Like Campbell, White brings in-depth experience to his position. He was a lateral transfer to APD from the Houston police department, is an army veteran, has a command of police procedure and understands crisis management.

Mike Santullo, former communications officer for Mayor Ken Schultz, says White's law enforcement credentials give him entree with the fellow professionals he will lead, but the sheriff's reputation as a "publicity hound" is a potential pothole. He said White, a former reporter for KRQE-TV, may want do dial down his profile as Berry works to establish his image as the city's leader.

Some observers see the stamp of former ABQ GOP Congresswoman Heather Wilson on the White appointment. The two are close and City Hall could provide jobs for out of power Republicans. That's to be expected--to the victor go the spoils. The main threat to the embryonic Berry administration will be the far right wing of the Republican Party and undue pressure it places on the new mayor.

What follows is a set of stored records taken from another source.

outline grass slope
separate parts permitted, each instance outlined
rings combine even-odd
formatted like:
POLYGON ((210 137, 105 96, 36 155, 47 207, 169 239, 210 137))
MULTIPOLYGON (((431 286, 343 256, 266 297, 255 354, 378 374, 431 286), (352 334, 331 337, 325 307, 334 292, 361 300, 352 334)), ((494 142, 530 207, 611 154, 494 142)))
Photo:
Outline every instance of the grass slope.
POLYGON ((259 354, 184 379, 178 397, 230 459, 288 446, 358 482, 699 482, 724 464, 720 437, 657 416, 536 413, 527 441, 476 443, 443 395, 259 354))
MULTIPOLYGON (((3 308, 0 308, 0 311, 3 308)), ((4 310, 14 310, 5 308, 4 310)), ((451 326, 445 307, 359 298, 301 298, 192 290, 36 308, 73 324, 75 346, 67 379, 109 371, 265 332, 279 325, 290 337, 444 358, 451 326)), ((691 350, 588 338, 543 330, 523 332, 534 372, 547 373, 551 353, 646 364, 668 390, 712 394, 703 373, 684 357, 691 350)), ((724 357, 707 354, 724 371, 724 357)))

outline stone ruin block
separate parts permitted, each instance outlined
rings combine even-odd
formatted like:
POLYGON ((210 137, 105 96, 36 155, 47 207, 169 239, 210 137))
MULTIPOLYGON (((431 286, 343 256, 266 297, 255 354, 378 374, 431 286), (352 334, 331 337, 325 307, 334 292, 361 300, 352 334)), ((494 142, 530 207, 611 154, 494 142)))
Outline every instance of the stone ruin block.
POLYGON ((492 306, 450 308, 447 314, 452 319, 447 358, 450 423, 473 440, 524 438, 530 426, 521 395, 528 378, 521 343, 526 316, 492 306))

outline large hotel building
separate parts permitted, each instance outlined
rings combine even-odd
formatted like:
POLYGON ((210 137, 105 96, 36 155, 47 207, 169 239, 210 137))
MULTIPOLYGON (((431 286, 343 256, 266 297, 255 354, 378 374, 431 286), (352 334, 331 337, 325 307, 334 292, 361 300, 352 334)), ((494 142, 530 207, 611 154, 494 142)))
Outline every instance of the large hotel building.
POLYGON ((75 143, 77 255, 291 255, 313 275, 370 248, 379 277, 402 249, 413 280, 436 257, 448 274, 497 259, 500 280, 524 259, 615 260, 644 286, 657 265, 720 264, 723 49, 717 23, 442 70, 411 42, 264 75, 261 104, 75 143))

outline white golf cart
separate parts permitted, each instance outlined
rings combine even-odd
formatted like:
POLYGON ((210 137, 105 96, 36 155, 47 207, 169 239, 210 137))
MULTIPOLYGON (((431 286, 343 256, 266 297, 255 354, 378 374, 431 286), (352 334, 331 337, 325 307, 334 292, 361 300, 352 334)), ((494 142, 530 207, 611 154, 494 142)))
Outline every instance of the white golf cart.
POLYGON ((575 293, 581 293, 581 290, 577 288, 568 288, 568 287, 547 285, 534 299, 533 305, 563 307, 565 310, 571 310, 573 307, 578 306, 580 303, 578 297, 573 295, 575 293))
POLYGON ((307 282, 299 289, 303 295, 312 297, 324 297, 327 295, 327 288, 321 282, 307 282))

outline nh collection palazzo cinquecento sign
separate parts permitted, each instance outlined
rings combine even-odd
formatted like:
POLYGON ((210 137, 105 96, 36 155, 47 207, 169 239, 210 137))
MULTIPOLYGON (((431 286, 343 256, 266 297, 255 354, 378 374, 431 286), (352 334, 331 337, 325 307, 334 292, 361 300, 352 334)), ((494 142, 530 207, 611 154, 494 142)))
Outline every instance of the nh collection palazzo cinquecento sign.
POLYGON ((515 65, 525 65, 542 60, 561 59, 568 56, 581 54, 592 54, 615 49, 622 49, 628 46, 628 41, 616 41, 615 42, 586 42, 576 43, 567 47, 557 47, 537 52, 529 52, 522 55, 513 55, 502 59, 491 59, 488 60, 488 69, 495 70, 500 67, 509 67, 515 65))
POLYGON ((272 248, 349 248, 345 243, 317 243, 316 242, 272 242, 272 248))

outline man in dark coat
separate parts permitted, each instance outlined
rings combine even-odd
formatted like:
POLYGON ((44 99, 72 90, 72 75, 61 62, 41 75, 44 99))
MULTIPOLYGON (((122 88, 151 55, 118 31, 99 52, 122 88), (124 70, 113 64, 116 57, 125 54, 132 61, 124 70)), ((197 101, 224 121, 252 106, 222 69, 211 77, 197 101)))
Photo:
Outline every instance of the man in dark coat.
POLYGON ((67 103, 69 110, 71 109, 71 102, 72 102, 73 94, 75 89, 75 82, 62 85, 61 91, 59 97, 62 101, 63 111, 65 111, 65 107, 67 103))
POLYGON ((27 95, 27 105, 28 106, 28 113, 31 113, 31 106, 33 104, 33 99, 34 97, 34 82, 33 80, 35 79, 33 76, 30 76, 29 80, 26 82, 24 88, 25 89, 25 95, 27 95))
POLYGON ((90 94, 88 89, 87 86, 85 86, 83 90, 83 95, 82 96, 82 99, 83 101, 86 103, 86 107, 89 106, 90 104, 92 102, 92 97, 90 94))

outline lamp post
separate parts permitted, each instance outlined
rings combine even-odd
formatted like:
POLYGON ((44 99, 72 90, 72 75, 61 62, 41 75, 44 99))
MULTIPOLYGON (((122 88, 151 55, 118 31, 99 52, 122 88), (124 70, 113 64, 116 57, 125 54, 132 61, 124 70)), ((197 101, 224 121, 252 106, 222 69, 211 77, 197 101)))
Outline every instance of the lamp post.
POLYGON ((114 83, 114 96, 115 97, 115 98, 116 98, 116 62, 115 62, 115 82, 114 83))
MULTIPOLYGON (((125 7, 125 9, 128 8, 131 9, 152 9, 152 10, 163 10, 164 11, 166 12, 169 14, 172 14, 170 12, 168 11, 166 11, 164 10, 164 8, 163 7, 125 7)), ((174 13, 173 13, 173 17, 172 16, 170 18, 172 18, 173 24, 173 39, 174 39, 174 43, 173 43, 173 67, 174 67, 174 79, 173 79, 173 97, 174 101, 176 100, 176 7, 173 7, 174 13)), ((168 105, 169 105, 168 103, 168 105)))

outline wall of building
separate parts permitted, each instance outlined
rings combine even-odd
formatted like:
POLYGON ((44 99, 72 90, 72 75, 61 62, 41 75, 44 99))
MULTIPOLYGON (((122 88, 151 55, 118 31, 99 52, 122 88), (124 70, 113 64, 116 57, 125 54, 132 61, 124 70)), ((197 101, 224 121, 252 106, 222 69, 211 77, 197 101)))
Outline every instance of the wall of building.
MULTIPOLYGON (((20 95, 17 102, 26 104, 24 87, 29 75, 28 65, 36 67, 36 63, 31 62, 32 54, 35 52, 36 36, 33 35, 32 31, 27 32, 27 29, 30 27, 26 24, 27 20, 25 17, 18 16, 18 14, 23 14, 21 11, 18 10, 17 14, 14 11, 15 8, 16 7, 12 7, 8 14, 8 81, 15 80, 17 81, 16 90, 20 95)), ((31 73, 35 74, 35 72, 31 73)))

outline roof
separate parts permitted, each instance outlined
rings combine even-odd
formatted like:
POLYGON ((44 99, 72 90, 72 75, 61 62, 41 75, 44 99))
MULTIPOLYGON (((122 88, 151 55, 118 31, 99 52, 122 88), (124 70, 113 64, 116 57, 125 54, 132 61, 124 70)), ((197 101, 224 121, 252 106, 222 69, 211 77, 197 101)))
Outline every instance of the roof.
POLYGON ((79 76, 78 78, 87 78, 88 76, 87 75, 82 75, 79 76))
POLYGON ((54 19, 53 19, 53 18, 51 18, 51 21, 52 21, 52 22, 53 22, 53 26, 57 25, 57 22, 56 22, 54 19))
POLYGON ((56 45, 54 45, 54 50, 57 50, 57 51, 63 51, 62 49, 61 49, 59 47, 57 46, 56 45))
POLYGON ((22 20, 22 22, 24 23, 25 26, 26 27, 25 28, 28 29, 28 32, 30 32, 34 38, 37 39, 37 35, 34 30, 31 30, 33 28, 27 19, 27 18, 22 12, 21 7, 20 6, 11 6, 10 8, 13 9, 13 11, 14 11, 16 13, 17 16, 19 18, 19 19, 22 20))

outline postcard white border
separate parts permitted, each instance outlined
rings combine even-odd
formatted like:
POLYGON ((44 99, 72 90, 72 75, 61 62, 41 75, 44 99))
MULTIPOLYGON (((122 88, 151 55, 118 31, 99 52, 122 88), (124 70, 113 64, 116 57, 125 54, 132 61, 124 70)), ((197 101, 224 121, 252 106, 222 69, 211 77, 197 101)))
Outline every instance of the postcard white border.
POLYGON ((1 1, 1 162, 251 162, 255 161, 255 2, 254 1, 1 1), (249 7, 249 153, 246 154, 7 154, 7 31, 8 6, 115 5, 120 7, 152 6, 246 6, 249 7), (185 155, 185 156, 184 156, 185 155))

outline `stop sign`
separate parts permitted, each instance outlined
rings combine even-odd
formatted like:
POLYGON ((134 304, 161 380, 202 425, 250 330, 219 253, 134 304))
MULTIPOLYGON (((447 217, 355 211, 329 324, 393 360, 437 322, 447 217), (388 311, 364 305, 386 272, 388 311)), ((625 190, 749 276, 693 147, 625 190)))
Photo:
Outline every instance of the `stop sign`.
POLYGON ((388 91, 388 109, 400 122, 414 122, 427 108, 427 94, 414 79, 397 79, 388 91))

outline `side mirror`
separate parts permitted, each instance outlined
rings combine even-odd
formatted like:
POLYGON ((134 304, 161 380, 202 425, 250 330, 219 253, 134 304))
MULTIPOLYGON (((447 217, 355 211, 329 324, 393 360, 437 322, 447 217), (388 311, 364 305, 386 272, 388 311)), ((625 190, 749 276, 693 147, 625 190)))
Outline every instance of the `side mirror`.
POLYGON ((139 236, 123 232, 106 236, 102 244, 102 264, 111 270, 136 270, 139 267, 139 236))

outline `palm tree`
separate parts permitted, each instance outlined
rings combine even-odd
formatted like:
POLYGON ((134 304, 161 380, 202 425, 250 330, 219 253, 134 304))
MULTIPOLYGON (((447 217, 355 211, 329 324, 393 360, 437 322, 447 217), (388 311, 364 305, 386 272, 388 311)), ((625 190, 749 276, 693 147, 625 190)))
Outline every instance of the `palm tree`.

For White, the new job will be a boost to his standard of living. Dinelli makes about $122,000 a year. The Sheriff makes around $75,000.

Cris Sanchez
When White resigns as Sheriff to take his new gig (Berry takes office Dec. 1) he will likely be handing over the keys to a Democrat. The Bernalillo County Commission--three Dems and two R's--will name White's replacement who will fill out his term until the end of 2010. If the Dems don't start fighting among themselves, they will be able to name the new sheriff.

Early handicapping has Cris Sanchez, (spelled that way), a retired Sheriff's department officer who ran against White in 2002, as one of the favorites. Also, ABQ police commander Conrad Candelaria is being mentioned. As we blogged Tuesday, he has applied for the post of US Marshal for NM, but has said if he did not get that job, he would seek the sheriff's post. An announcement on the Marshal position is expected soon.

For the R's, US Marshal Gordon Eden, presumed to be out soon, is mentioned as a possible sheriff contender. But the two R commissioners will have to hope the three Dems are divided if they are to have a chance at getting one of their own. The appointed term runs until the end of 2010.


Jim White, no relation to Darren, was, as expected, named last night by the Bernalillo County Commission to fill the far NE Heights state House seat that Mayor-elect Berry resigned. White, 67, ran for the seat against Berry four years ago. This is a heavy R seat and the party can be expected to hold it again in 2010. White says he will run in the June primary. Dem Commissioner Maggie Hart Stebbins voted against the appointment, saying she needed more time. But the special legislative session starts Saturday and the commission--rightly so--decided the district deserved to be heard there.


There's more. Steve Pearce comes with $508,000 to kick off his campaign to reclaim the southern NM House seat now held by Dem Harry Teague who at the end of June had $574K on hand. Boy, the campaign consultants are going to make some dough on that race.